A STUDENT who 'spoke', rather than wrote, all his A level exam answers using voice recognition technology has achieved three A grade passes.
Aidan Clancy, a pupil at Ripon Grammar School, in North Yorkshire, has severe dyslexia and dyspraxia and his performance suffers if he has to write exam answers in the conventional way.
So while his friends were in the exam hall, Aidan was in a separate room wearing a headset linked to a laptop and speaking into a microphone for his A levels in classics, economics and history.
He was one of many students celebrating at Ripon Grammar School where more than three quarters of grades were at B or better. The school recorded Yorkshire’s best state school A level results last year.
"The technology allows me to put down on paper what's in my head," explained Aidan, 18, of Ripley, who was identified as being dyslexic at primary school and was prescribed an occupational therapist.
"I tried to take my AS exams last year in the normal way because it had worked OK for my GCSEs. But A levels are a big step up. After the AS exams, which included three in one day totalling five hours and 47 minutes, my hand was aching really badly, I was exhausted and I really under performed.
“I chose my subjects because I'm interested in them. I had the dilemma of choosing short answer subjects instead but they're not what I enjoy. The possibility of speaking answers to a scribe was mentioned, but I thought it would be really difficult to be able to go back over what they’d written.
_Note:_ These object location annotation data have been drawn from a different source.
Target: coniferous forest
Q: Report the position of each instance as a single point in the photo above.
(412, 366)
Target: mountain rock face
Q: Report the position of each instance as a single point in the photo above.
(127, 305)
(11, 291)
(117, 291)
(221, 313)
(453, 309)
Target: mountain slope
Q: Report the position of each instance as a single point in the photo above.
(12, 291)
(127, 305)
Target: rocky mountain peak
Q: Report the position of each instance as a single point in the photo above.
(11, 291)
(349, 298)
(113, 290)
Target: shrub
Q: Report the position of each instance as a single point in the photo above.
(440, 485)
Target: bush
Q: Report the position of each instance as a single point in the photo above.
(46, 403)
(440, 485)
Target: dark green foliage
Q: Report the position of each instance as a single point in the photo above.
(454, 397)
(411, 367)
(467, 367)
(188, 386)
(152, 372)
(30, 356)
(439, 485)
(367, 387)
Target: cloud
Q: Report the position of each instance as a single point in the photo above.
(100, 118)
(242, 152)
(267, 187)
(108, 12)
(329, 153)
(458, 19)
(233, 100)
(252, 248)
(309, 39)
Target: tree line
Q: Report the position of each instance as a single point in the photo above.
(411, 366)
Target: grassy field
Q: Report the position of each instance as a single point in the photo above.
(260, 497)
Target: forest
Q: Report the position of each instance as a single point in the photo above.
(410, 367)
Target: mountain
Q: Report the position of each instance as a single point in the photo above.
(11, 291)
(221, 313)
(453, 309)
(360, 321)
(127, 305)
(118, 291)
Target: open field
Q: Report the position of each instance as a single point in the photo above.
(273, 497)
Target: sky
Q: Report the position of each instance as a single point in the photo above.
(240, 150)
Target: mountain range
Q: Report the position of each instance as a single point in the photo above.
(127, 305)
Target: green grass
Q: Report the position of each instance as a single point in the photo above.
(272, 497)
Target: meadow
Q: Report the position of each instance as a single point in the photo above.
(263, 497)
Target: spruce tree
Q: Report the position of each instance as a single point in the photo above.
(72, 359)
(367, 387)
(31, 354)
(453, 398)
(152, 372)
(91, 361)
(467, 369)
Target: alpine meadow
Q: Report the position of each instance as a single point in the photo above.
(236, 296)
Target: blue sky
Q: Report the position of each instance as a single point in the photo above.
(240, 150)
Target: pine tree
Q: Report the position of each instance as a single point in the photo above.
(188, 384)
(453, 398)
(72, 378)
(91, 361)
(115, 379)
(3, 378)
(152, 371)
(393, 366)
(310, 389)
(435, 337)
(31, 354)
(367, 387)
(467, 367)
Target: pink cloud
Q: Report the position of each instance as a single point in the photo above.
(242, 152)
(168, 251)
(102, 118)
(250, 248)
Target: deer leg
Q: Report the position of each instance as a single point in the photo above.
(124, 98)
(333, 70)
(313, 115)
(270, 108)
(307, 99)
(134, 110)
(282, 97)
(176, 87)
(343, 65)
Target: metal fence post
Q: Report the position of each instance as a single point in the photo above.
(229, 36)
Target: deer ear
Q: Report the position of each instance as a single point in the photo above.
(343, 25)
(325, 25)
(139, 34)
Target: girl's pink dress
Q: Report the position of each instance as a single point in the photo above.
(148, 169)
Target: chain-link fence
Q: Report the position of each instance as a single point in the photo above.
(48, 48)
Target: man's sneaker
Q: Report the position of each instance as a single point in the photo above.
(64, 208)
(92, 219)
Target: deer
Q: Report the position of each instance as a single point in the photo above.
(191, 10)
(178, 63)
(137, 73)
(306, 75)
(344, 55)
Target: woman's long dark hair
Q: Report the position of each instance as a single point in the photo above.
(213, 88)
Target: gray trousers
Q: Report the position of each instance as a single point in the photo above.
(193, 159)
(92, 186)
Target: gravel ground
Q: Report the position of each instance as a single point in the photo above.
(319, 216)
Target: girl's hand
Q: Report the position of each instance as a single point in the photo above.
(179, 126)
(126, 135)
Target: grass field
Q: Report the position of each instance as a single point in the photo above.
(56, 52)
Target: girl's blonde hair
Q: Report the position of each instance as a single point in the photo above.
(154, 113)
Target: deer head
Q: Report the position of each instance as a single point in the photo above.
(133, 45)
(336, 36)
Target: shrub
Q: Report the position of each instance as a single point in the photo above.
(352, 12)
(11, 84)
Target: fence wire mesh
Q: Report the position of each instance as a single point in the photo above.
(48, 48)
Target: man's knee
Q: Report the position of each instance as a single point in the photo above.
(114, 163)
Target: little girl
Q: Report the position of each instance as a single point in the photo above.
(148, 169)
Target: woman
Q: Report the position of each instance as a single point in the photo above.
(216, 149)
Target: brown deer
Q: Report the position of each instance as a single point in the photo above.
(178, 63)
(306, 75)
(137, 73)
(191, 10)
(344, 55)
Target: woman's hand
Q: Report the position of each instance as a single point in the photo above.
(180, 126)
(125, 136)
“We thought there must be a solution using technology. We found out about the voice recognition software and I re-sat my ASs using it and did so much better. I’m nowhere near as tired after an exam and no longer get the headaches.
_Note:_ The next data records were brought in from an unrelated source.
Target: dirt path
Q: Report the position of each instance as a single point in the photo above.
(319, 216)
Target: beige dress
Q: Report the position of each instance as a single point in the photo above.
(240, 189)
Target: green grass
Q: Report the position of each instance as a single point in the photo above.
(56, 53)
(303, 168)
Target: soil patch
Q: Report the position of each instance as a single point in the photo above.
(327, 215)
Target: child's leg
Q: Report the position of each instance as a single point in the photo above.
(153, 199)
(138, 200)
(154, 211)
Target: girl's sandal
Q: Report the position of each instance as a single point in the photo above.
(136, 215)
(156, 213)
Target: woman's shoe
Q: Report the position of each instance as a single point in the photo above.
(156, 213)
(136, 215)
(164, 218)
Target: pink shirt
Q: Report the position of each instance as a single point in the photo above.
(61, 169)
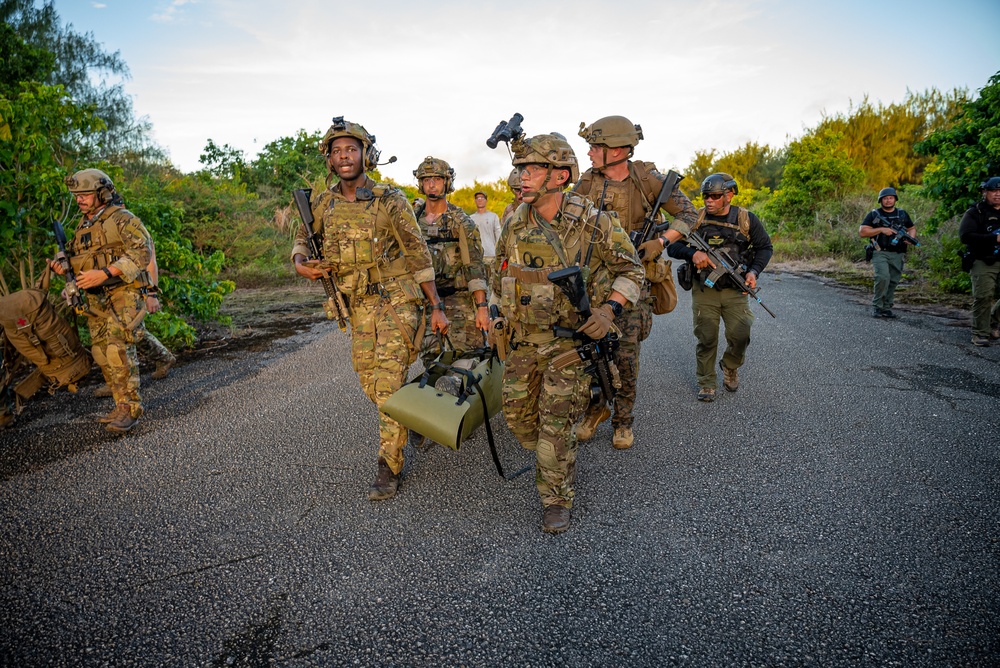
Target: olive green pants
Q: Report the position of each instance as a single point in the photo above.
(888, 268)
(708, 306)
(985, 297)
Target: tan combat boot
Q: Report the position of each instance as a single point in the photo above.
(730, 378)
(588, 425)
(623, 438)
(124, 421)
(385, 484)
(113, 415)
(555, 519)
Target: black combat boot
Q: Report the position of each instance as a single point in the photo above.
(385, 484)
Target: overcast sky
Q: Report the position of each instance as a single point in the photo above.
(435, 78)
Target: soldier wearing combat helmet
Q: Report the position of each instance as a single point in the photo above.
(980, 232)
(545, 385)
(887, 251)
(457, 256)
(109, 253)
(633, 187)
(373, 247)
(742, 236)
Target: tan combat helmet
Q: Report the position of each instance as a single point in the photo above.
(611, 131)
(719, 183)
(514, 180)
(432, 166)
(92, 181)
(342, 128)
(552, 150)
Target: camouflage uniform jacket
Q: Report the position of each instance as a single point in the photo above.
(456, 250)
(369, 242)
(632, 199)
(525, 257)
(113, 237)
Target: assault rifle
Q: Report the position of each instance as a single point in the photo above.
(900, 230)
(649, 227)
(334, 305)
(71, 293)
(724, 266)
(598, 354)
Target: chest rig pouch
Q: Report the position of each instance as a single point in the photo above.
(535, 252)
(448, 244)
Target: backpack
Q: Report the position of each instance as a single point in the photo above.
(33, 327)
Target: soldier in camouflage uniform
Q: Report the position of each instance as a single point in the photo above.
(373, 248)
(109, 253)
(457, 256)
(545, 386)
(633, 187)
(149, 347)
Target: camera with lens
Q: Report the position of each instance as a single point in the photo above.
(506, 131)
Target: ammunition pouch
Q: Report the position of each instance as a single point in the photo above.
(685, 276)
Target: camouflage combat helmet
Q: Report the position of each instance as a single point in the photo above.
(885, 192)
(514, 180)
(551, 149)
(92, 181)
(432, 166)
(342, 128)
(611, 131)
(719, 183)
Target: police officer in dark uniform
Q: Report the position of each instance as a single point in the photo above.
(743, 237)
(887, 256)
(980, 232)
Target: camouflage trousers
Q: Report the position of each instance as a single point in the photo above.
(115, 324)
(462, 332)
(542, 404)
(708, 305)
(382, 332)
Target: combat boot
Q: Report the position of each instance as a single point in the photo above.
(623, 438)
(163, 368)
(588, 425)
(555, 519)
(113, 415)
(124, 421)
(730, 378)
(385, 484)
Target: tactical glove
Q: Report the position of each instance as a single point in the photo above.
(599, 323)
(651, 249)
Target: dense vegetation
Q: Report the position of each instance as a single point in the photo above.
(231, 221)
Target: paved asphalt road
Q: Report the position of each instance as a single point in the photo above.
(841, 509)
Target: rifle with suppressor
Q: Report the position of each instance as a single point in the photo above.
(334, 305)
(598, 354)
(900, 230)
(71, 293)
(724, 266)
(649, 226)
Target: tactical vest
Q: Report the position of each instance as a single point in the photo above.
(448, 243)
(349, 232)
(733, 239)
(98, 243)
(527, 297)
(631, 199)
“The school has been great. I soon as they were made aware this was an option they, along with my occupational therapist Michelle Rundle, fought for it for me to use it.”
The laptop Aidan used in the exams cannot be connected to the internet. The software, Dragon Naturally Speaking, recognises the spoken words and translates them into a word document, allowing the speaker to check them and cut and paste and paragraphs if necessary.
Over time, it recognises the nuances in individual speakers and it is even possible to select different accents.
But it isn’t infallible. Aidan explained: “In one history essay I had to say the Temple of Hephaestus and that came out as the Temple of Her Feistiness.
“I’m really happy with my results. It’s so frustrating when you know you’re capable but that’s not reflected in how you’ve done. It must be even worse for young people who haven’t been diagnosed.
“I hope my experience shows them that there is a solution.”
Aidan, who’s dad is a surveyor and mum is a housewife, is now going to Newcastle University to read history.